Monitor findings confirm that end consumers in regions going through digital migration are choosing satellite TV for its better value proposition and variety of free-to-air offerings rather than purchasing new hardware and switching to digital terrestrial TV.
What are the benefits of your satellite platform?
Satellites can cover more distance than terrestrial networks, provide more bandwidth, are more cost-effective than laying a cable and one satellite can cover an entire continent. SES has the highest reach with 99% global market penetration. We combine the strengths of both GEO and MEO satellites to provide reach, reliability and low-latency connectivity for our customers.
How are you positioning yourself to respond to market demands?
More than one billion people receive their video content via our satellites, allowing us to gather a wealth of information about how viewers are consuming content today. Each year, our research team conducts the satellite monitor survey to measure our reach in various markets, track the development of TV reception modes and assess market readiness for new video formats. Our satellite monitor team also conducts a roadshow every year to engage in one-on-one conversations with our customers. Together, we delve deeper into the data provided by our satellite monitor tool to guide critical business decisions—like switching a channel from SD to HD, or expanding to fast-growing markets in Africa. Over the years, the satellite monitor surveys have set the benchmark for the entire industry.

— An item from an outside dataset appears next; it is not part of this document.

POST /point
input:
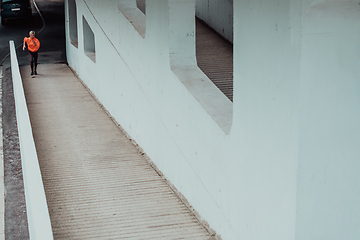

How can people get access to your platform?
Anyone with a TV and satellite dish can gain access to over 200 SES TV channels on SES 22.2 degrees east.
What are some of the innovations you are introducing out here?
Several national broadcasters across Africa are facing the challenge of remaining relevant to the younger audiences who have different ways of consuming content. Given that SES offers end-to-end services, OVP and OTT solutions to customers, we are looking into how we can help these national broadcasters launch their own VOD app for catch-up or live content for young audiences across the country.
How are you engaging Ghanaian government to shape the digital future here?
It is, indeed, interesting to work with the Ghanaian government and play a role in helping shape the digital future. In fact, SES is helping the Ghanaian government with the digital switch-over in Ghana.
What sets your platform apart from others in the market?
Our West Africa Media Platform (WAPS) is hosted in the fastest-growing direct-to-home position for Anglophone West and Central African DTH. This means that from our satellite in space, we are increasing the number of TV households we reach much faster than anyone else. We are reaching 10.5M DTH TV homes and broadcasting 227 TV channels in West and Central Africa. The millions of households that we reach over West Africa are really important to our broadcasters because they still have access to millions of people/eyeballs.
Additionally, having a readily available West Africa Platform Service (WAPS) makes it easy to commercialise single channel access, where barrier to broadcasting channel is not as high and single channel can just come on board the platform.
This is all possible because we provide end-to-end operational solutions in cooperation with local teleport partners in Ghana and Nigeria.
Beyond Ghana, where else do you operate?
As the leader in content connectivity solutions, we are able to provide all of our services across 99% of the globe. We have 10 satellites covering Africa and regional offices in Accra, Lagos and Addis Ababa. Aside from Africa, we operate in parts of North America, Latin America, Europe, the Middle East and the Asia Pacific region.